The 1.4 Seconds That Weren't on Any Span

wpnews.pro

On the morning of June 3rd, a customer on a live call sat through 1.4 seconds of dead air after she finished a sentence, long enough that she said "hello?" before the agent answered. I had the trace open in Honeycomb forty seconds later. Every span was green. End-to-end p95 read 980ms, comfortably under our budget, and not one span in that waterfall was longer than 400ms. The dashboard told me everything was fine while the customer was, in fact, talking to silence.

TL;DR: End-to-end voice latency is not the sum of your spans. The number that kills your UX lives in the unattributed time between spans, most often the gap between turn-end (the moment the user stops talking) and ASR-start (the moment your pipeline begins transcribing). APM-style tracing instruments the work and ignores the waiting, so the gap is invisible by construction. You have to put a span on the handoff itself.

Here is the thing I keep saying and keep being right about: most "LLM observability" is just APM with extra steps. It watches the model. It traces the LLM call, the tool call, the retrieval, the token count, all the parts a backend engineer already knows how to think about. For a voice agent that is the wrong half of the system. Voice agents do not break inside the LLM call. They break in the audio pipeline, in the orchestration between components, in the handoffs nobody owns a span for. Your model can be fast and your product can still feel broken, and your dashboard will not say a word about it.

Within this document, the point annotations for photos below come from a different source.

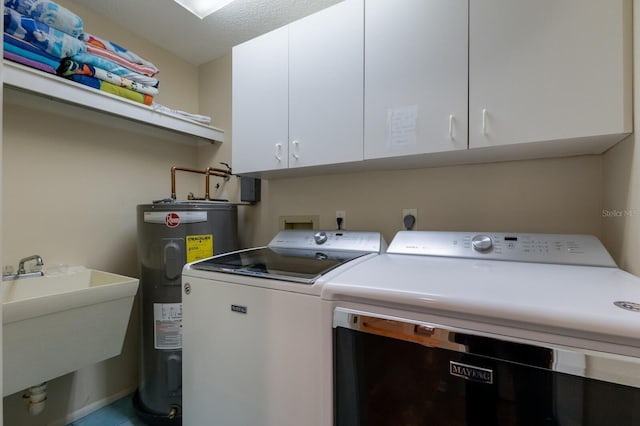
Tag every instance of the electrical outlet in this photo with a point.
(406, 220)
(342, 215)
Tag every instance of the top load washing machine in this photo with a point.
(256, 341)
(457, 329)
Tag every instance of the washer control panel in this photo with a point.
(370, 242)
(540, 248)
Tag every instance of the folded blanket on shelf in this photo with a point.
(142, 69)
(49, 13)
(202, 119)
(112, 67)
(28, 62)
(69, 67)
(112, 88)
(120, 51)
(49, 39)
(24, 46)
(28, 54)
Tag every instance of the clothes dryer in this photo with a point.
(458, 329)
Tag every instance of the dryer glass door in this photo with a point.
(392, 372)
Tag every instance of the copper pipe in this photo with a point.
(209, 171)
(212, 171)
(173, 177)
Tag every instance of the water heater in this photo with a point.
(171, 234)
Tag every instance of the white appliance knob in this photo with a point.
(320, 237)
(482, 243)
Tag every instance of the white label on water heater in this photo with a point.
(184, 217)
(168, 325)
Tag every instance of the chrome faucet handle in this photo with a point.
(37, 267)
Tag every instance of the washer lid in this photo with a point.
(301, 266)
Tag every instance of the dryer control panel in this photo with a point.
(539, 248)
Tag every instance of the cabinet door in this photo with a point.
(325, 86)
(260, 103)
(415, 77)
(548, 69)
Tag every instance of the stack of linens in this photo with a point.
(44, 35)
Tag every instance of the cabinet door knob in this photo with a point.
(279, 151)
(484, 121)
(296, 149)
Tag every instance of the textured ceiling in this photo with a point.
(198, 41)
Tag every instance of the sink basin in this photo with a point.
(61, 322)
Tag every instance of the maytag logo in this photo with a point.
(470, 372)
(238, 308)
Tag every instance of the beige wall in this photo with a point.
(70, 190)
(621, 207)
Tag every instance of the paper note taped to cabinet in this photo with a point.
(401, 126)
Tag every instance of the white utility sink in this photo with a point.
(61, 322)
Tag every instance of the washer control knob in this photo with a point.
(320, 237)
(482, 243)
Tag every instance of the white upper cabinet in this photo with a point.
(416, 74)
(260, 110)
(325, 86)
(547, 70)
(297, 93)
(411, 83)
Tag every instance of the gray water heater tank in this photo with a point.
(170, 235)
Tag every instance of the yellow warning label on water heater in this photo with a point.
(199, 247)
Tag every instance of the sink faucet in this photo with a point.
(36, 271)
(38, 266)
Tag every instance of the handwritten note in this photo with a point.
(401, 126)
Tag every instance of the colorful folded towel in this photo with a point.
(24, 46)
(28, 62)
(49, 13)
(120, 51)
(70, 67)
(27, 54)
(112, 88)
(107, 65)
(49, 39)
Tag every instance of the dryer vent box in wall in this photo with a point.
(249, 189)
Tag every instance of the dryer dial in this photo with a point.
(481, 243)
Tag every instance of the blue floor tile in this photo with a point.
(118, 413)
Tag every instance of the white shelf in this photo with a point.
(33, 88)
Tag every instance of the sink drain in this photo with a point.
(629, 306)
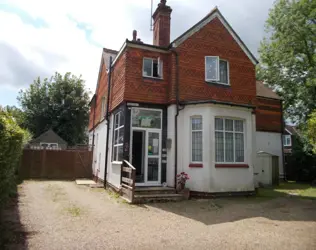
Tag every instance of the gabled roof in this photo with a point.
(265, 91)
(49, 136)
(213, 14)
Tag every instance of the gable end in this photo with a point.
(215, 14)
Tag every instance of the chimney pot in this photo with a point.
(134, 35)
(161, 31)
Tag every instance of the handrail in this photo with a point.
(130, 165)
(128, 179)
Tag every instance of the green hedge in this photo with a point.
(12, 139)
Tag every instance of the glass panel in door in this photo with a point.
(153, 157)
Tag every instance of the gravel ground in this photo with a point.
(61, 215)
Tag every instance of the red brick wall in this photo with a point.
(117, 90)
(141, 89)
(269, 115)
(214, 40)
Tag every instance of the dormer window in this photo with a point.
(216, 70)
(152, 67)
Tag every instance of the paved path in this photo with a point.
(61, 215)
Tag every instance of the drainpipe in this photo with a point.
(282, 131)
(176, 119)
(107, 122)
(93, 124)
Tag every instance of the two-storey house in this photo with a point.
(188, 105)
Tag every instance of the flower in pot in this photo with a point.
(181, 179)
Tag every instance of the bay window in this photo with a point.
(229, 140)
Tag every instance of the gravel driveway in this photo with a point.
(61, 215)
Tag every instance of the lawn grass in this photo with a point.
(290, 188)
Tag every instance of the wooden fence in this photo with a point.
(56, 164)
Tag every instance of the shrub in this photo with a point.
(12, 139)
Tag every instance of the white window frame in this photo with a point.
(228, 83)
(159, 65)
(191, 138)
(115, 157)
(217, 79)
(224, 141)
(285, 137)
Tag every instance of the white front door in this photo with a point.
(153, 157)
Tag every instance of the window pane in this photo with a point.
(229, 124)
(153, 143)
(121, 119)
(114, 153)
(116, 120)
(223, 74)
(239, 126)
(196, 123)
(239, 142)
(153, 169)
(219, 124)
(229, 147)
(219, 146)
(211, 68)
(147, 67)
(121, 135)
(120, 153)
(197, 146)
(155, 68)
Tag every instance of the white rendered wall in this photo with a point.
(209, 178)
(271, 143)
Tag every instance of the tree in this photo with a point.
(16, 113)
(288, 56)
(311, 130)
(60, 103)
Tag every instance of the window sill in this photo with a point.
(117, 162)
(152, 78)
(196, 165)
(224, 85)
(231, 166)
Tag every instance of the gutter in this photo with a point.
(218, 102)
(107, 122)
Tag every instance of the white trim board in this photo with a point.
(198, 27)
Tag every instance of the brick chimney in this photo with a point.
(162, 24)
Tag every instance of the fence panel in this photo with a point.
(56, 164)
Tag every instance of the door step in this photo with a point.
(156, 194)
(154, 190)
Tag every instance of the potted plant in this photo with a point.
(181, 180)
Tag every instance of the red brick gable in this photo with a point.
(142, 89)
(214, 40)
(269, 115)
(117, 90)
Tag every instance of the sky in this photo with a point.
(38, 38)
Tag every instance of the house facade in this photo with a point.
(189, 105)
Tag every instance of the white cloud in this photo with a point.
(62, 46)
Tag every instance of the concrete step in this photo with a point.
(147, 198)
(154, 190)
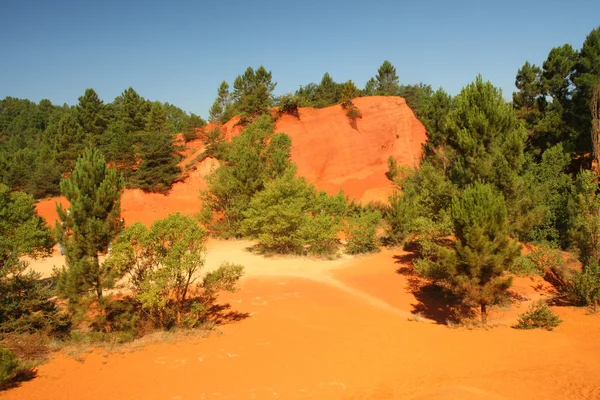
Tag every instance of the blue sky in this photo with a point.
(180, 51)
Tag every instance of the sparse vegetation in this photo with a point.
(539, 316)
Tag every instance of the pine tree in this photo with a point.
(485, 143)
(131, 110)
(388, 83)
(68, 141)
(328, 92)
(221, 108)
(474, 268)
(253, 93)
(370, 88)
(158, 169)
(193, 124)
(88, 226)
(91, 117)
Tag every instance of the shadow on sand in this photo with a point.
(432, 301)
(222, 314)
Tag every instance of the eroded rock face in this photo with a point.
(332, 153)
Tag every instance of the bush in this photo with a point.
(353, 112)
(583, 288)
(9, 367)
(288, 104)
(362, 231)
(524, 266)
(164, 264)
(289, 216)
(538, 315)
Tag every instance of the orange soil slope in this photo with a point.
(333, 154)
(330, 153)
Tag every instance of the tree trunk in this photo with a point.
(484, 314)
(98, 282)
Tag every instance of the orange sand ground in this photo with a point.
(338, 330)
(341, 329)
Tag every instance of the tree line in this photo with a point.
(39, 143)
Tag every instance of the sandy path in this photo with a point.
(304, 340)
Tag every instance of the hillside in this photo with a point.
(328, 151)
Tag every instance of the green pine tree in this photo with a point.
(91, 117)
(388, 83)
(158, 169)
(474, 268)
(88, 226)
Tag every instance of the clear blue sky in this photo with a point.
(179, 52)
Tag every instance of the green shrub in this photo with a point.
(288, 104)
(289, 216)
(9, 367)
(583, 288)
(524, 266)
(362, 232)
(353, 112)
(538, 315)
(547, 259)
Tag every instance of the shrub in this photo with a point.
(288, 104)
(362, 231)
(353, 112)
(9, 367)
(164, 265)
(289, 216)
(524, 266)
(538, 315)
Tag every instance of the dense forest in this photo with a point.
(39, 143)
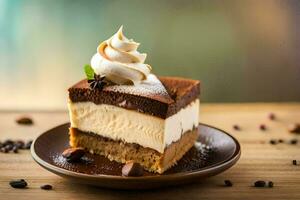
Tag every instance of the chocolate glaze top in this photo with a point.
(161, 97)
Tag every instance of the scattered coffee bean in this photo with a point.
(273, 141)
(293, 141)
(18, 183)
(9, 147)
(28, 144)
(272, 116)
(24, 121)
(8, 142)
(260, 184)
(46, 187)
(294, 162)
(270, 184)
(263, 127)
(228, 183)
(236, 127)
(15, 149)
(14, 146)
(294, 128)
(20, 144)
(280, 141)
(4, 150)
(73, 154)
(132, 169)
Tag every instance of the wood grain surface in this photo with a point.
(259, 161)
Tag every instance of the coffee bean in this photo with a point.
(28, 144)
(228, 183)
(273, 142)
(294, 128)
(8, 142)
(272, 116)
(73, 154)
(9, 147)
(20, 144)
(46, 187)
(293, 141)
(24, 121)
(294, 162)
(262, 127)
(236, 127)
(270, 184)
(132, 169)
(18, 183)
(4, 150)
(260, 184)
(15, 149)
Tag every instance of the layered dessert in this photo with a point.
(126, 113)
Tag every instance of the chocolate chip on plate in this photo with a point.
(228, 183)
(46, 187)
(132, 169)
(24, 120)
(259, 184)
(294, 128)
(73, 154)
(21, 183)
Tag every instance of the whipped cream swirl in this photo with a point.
(119, 61)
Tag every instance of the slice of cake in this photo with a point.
(125, 113)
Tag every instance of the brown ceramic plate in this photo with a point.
(214, 152)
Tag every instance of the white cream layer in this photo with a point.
(131, 126)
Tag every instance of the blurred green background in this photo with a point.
(242, 51)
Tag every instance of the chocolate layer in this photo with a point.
(159, 98)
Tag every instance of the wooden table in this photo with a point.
(259, 160)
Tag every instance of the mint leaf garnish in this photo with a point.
(89, 72)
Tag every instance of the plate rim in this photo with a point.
(229, 162)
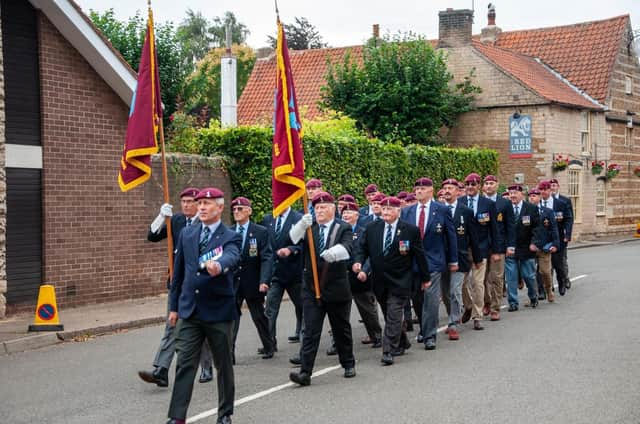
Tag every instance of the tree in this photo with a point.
(202, 87)
(128, 36)
(401, 91)
(194, 35)
(239, 31)
(300, 36)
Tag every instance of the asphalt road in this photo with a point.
(575, 361)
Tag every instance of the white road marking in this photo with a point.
(211, 412)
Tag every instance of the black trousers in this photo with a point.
(260, 320)
(339, 315)
(190, 334)
(395, 337)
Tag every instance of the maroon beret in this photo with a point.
(189, 191)
(472, 178)
(314, 183)
(371, 188)
(423, 182)
(322, 197)
(241, 201)
(391, 201)
(378, 197)
(350, 206)
(210, 193)
(544, 185)
(347, 198)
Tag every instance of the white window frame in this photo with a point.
(585, 132)
(574, 190)
(601, 197)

Our turn looks like this on paper. VAD/turn-detection decides the user is done. Audio goes to ASR (Whisper Large v3, streaming). The transcript goes to the LLM (gpt-4o-realtime) for a first token, then the full response. The response streams to TTS (ElevenLabs) for the first audio byte, which is the moment the user hears anything. There is network on both ends.

I pulled the one trace from the 1.4-second call. Not an aggregate, the actual trace. Here is the latency budget I had been staring at for weeks, the summed-span view:

Stage	p50	p95	p99	who owns the span
VAD / turn-detection	60ms	120ms	180ms	orchestrator
ASR (streaming)	180ms	310ms	540ms	ASR client
LLM TTFT	220ms	380ms	720ms	model client
LLM full response	140ms	260ms	430ms	model client
TTS first byte	90ms	190ms	360ms	TTS client
Network (both legs)	40ms	90ms	150ms	gateway

Add the p95 column. It comes to roughly 1340ms. Our reported end-to-end p95 was 980ms (the percentiles do not stack, a single request rarely hits the tail on every stage at once, so the real end-to-end p95 sits below the naive sum). Fine. Either way, both numbers are wrong about the call that paged me, because the call that paged me had 1.4 seconds the table does not contain. None of these rows is the dead air. The dead air is the white space between two of them.

When you look at a single voice turn in a normal tracing UI, you get a waterfall of bars. Each bar is a span. The instinct, the APM instinct, is to find the longest bar and optimize it. I spent two days doing exactly that. I made ASR faster. I shaved 40ms off TTFT with a prompt cache. The summed bars got shorter and the dead air did not move, because the dead air was never a bar.

Here is the timeline I finally drew on a whiteboard, because the tracing UI would not draw it for me.

Figure: one voice turn. The captured spans are short and correct, but they start 1400ms late. The damage is the unattributed gap to their left.

That bracket on the left is the whole post. The spans were honest. They were short, they were green, they summed to a healthy number. They just started 1.4 seconds after the user stopped talking, and nothing in the trace measured the wait, because the code path between "turn-detection fired" and "ASR client opened a stream" did not open a span. It awaited a coroutine, hit a connection-pool stall under load, and sat there. Silent. Unspanned. Invisible.

The turn-detection callback handed off to ASR through a queue, and the ASR client lazily established its streaming connection on first use. Under concurrent calls, that connection setup contended on a pool that was sized for steady state, not for the moment six calls all finished a turn inside the same 200ms window. So turn-end fired, the handoff coroutine queued the audio, and then waited on a connection that was busy being born. By the time the ASR span opened, 1.4 seconds had passed. The ASR span itself then ran in 300ms, green and blameless.

The fix is two parts. Put a span around the handoff so the gap stops being invisible. Then fix the pool. You cannot fix what you cannot see, and the entire reason this lived in production for weeks is that the gap was never a measurable thing.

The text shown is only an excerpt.